WASHINGTON — In a Jan. 12 letter to Rep. Darrell Issa, R-Calif., chairman of the House Committee on Oversight and Government Reform, the National Community Pharmacists Association repeated its request for a permanent competitive bidding exemption for community pharmacies.

The letter included the NCPA's recommendations on several regulations, including competitive bidding for diabetes testing supplies, that it said would "undermine patient access to cost-saving services and disadvantage the small businesses that provide this care."

"Federal programs like Medicare place a premium on patient access, and independent community pharmacies help by often being located in underserved rural and urban locales. So if burdensome regulations either limit or end their participation, then many patients may be left without a reasonable alternative," NCPA Executive Vice President and CEO Kathleen Jaeger said in a release on the letter.

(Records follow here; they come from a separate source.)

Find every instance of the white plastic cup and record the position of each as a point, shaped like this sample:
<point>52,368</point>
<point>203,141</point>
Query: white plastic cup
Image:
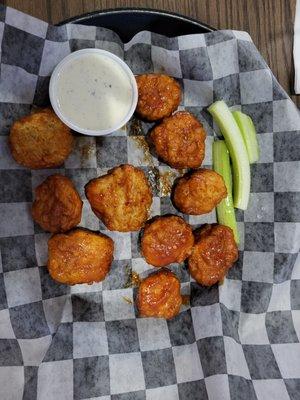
<point>54,98</point>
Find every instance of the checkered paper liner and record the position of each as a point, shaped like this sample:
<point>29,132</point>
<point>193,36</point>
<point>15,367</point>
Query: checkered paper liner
<point>239,340</point>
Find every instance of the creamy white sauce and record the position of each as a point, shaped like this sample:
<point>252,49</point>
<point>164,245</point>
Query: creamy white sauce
<point>94,92</point>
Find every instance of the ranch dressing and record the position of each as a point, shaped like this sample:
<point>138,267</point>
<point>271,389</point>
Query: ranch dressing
<point>94,92</point>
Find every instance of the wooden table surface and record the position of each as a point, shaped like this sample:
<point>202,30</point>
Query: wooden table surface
<point>269,22</point>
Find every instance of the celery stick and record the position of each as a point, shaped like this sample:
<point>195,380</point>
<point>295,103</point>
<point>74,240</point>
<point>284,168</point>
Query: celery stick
<point>225,209</point>
<point>248,131</point>
<point>237,150</point>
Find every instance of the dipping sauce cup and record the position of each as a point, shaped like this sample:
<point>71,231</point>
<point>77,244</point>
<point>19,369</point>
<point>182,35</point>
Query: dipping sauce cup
<point>93,92</point>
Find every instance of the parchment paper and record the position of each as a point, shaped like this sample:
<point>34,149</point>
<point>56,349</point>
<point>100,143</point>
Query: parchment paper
<point>239,340</point>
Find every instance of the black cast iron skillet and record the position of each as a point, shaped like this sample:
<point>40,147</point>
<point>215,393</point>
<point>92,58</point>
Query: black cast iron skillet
<point>126,22</point>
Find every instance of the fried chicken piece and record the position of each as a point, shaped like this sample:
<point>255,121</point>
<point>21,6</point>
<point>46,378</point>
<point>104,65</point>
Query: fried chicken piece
<point>158,96</point>
<point>180,140</point>
<point>57,206</point>
<point>213,254</point>
<point>166,240</point>
<point>159,295</point>
<point>199,192</point>
<point>40,140</point>
<point>121,198</point>
<point>79,256</point>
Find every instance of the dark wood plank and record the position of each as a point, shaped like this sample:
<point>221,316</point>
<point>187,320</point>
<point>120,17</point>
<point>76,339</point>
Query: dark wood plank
<point>269,22</point>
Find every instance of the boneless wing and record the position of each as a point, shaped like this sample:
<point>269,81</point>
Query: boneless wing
<point>79,256</point>
<point>159,295</point>
<point>121,198</point>
<point>213,254</point>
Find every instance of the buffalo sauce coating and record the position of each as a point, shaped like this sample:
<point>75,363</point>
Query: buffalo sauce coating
<point>79,256</point>
<point>158,96</point>
<point>159,295</point>
<point>180,140</point>
<point>166,240</point>
<point>57,206</point>
<point>199,192</point>
<point>121,198</point>
<point>213,254</point>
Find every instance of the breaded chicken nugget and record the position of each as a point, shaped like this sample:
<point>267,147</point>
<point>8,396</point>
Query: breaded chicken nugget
<point>79,256</point>
<point>159,295</point>
<point>57,206</point>
<point>158,96</point>
<point>180,140</point>
<point>121,198</point>
<point>199,192</point>
<point>167,240</point>
<point>40,140</point>
<point>213,254</point>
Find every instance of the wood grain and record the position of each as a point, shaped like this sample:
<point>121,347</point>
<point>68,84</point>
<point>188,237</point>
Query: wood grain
<point>269,22</point>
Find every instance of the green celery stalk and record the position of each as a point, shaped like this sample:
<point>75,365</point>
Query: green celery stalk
<point>225,209</point>
<point>237,150</point>
<point>248,131</point>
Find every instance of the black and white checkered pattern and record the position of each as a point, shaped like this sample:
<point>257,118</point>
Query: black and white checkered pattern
<point>236,341</point>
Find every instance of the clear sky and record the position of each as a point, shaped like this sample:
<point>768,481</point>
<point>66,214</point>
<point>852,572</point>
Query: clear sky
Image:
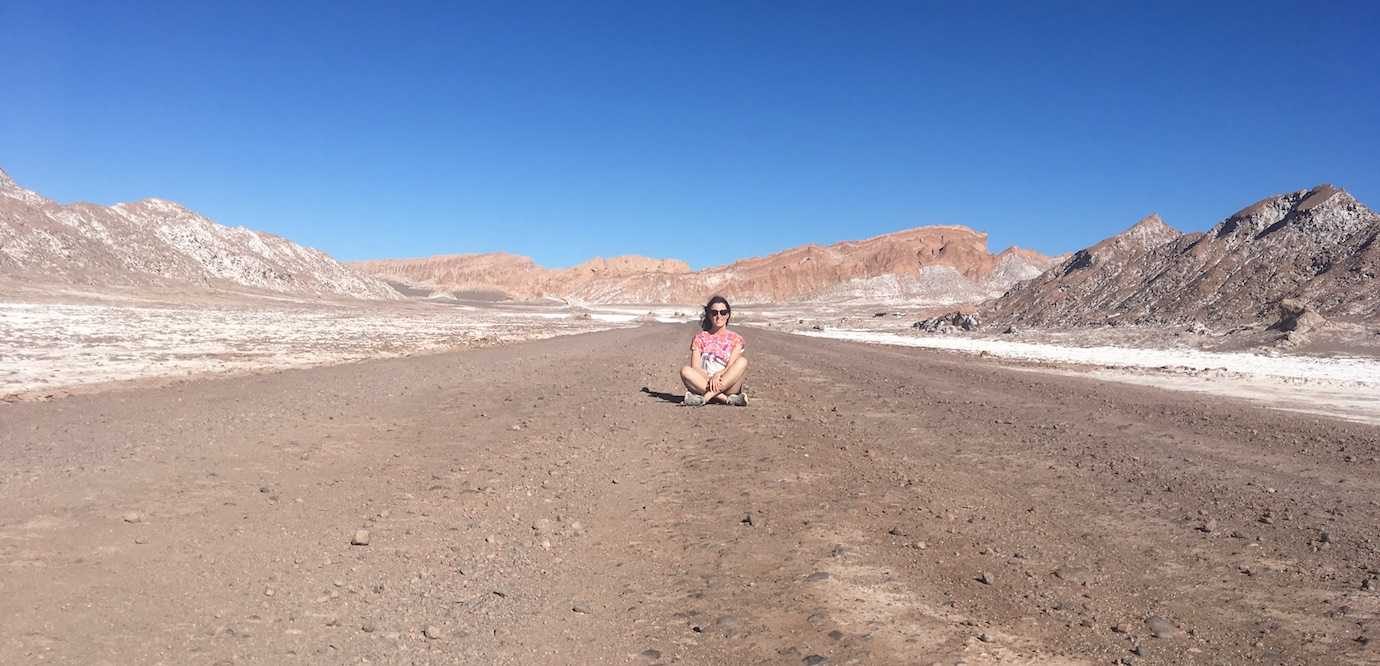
<point>705,131</point>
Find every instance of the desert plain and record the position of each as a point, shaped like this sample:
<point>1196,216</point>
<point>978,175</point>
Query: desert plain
<point>428,492</point>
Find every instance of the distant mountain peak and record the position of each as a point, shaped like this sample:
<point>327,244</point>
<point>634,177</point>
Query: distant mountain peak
<point>14,190</point>
<point>158,244</point>
<point>1311,244</point>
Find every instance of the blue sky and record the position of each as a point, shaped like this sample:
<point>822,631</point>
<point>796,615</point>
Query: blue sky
<point>705,131</point>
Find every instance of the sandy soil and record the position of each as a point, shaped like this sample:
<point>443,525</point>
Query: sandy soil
<point>47,346</point>
<point>531,503</point>
<point>1344,386</point>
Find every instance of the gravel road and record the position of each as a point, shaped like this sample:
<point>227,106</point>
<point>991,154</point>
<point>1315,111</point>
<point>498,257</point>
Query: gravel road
<point>551,502</point>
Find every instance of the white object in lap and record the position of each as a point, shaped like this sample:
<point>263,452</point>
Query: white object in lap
<point>710,364</point>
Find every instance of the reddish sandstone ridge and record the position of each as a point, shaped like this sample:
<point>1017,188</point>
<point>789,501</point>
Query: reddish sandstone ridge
<point>923,265</point>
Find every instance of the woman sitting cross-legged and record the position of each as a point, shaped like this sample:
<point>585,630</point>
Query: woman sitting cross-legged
<point>716,363</point>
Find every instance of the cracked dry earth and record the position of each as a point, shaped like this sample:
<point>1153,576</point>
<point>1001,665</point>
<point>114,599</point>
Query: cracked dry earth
<point>531,505</point>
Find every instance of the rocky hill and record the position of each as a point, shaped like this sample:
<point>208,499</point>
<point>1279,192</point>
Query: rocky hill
<point>156,244</point>
<point>1317,246</point>
<point>919,266</point>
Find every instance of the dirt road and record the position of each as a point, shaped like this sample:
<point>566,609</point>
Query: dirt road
<point>531,505</point>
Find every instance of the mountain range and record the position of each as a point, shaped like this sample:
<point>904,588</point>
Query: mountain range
<point>1317,246</point>
<point>153,244</point>
<point>929,265</point>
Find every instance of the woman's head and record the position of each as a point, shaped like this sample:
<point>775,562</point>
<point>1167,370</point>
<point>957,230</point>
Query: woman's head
<point>716,313</point>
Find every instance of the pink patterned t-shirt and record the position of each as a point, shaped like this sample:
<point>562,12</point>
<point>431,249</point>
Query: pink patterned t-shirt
<point>718,346</point>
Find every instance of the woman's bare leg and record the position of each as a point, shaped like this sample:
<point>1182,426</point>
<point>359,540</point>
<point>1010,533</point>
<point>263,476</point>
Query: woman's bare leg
<point>734,375</point>
<point>694,379</point>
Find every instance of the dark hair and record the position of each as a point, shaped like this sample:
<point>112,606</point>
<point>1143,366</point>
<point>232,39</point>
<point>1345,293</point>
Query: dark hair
<point>705,323</point>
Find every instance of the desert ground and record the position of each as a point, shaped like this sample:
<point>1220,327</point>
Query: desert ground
<point>552,502</point>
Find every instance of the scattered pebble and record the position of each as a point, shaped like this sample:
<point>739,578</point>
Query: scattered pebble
<point>1159,628</point>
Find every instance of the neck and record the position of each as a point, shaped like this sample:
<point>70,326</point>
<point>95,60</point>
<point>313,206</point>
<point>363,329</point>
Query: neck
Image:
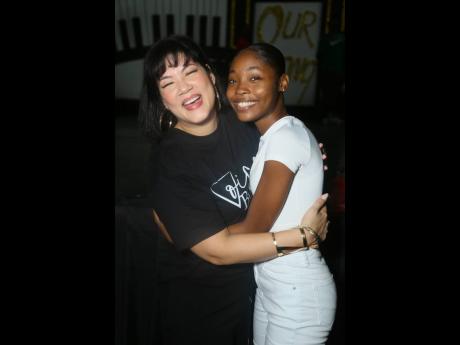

The requirement that diabetes testing supplies and other products "be competitively bid or subject to a similar pricing scheme will cause disruption in services, and interim regulations will prevent community pharmacies from serving homebound beneficiaries because that service has been placed under the mail order category even though community pharmacies are supposed to be exempted from mail order competitive bidding," Jaeger said.

According to the letter:

"NCPA supports a permanent exemption for independent pharmacies from competitive bidding, as well as authorization to continue providing home delivery outside of the competitive bidding program. Because small independent pharmacies do not get the discounts that large mail order or chain pharmacies do, if they are not permanently excluded from the competitive bidding program and are not authorized to provide home delivery, this will mean that they will likely drop out of the program, reducing Medicare beneficiaries' access to these supplies."